Flexibility in inputs compounds over time. The decision to accept term names and slugs alongside IDs made every subsequent workflow easier to build. When Claude can reference a category by name, prompts are simpler, fewer things break when IDs change, and the whole system requires less scaffolding to use.

Auto-creation is worth the complexity. The term auto-create behaviour added complexity to the plugin but removed a whole class of workflow failures. AI tools encounter undefined states — a category that doesn’t exist yet, a tag that needs creating mid-session — and handling those gracefully inside the plugin is better than requiring the calling tool to handle every edge case.

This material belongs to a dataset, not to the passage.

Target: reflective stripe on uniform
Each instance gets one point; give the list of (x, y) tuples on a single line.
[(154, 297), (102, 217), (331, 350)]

Admin UX matters for non-technical users. The capability reference table and the Claude prompt snippet in the settings page were afterthoughts during development but ended up being the most-used part of the interface for onboarding new accounts. Documenting what a tool can do, inside the tool itself, is worth the extra effort.

API keys beat user accounts for AI integrations. Giving an automation tool a WordPress user account creates audit trail noise, security surface, and permission management overhead. A purpose-built API key that can be revoked instantly, scoped to exactly what the integration needs, is cleaner in every way.

What’s Next

The connector is live and handling content operations across multiple client accounts. Future iterations under consideration include webhook support (push-based updates rather than pull-based polling), bulk update endpoints, and draft/schedule publication helpers for more complete content pipeline automation.

The longer-term vision is for this plugin to serve as the WordPress-side endpoint in GD Command’s content workflow — so the full chain from content plan to AI draft to SEO optimization to WordPress publish runs as a single, auditable pipeline.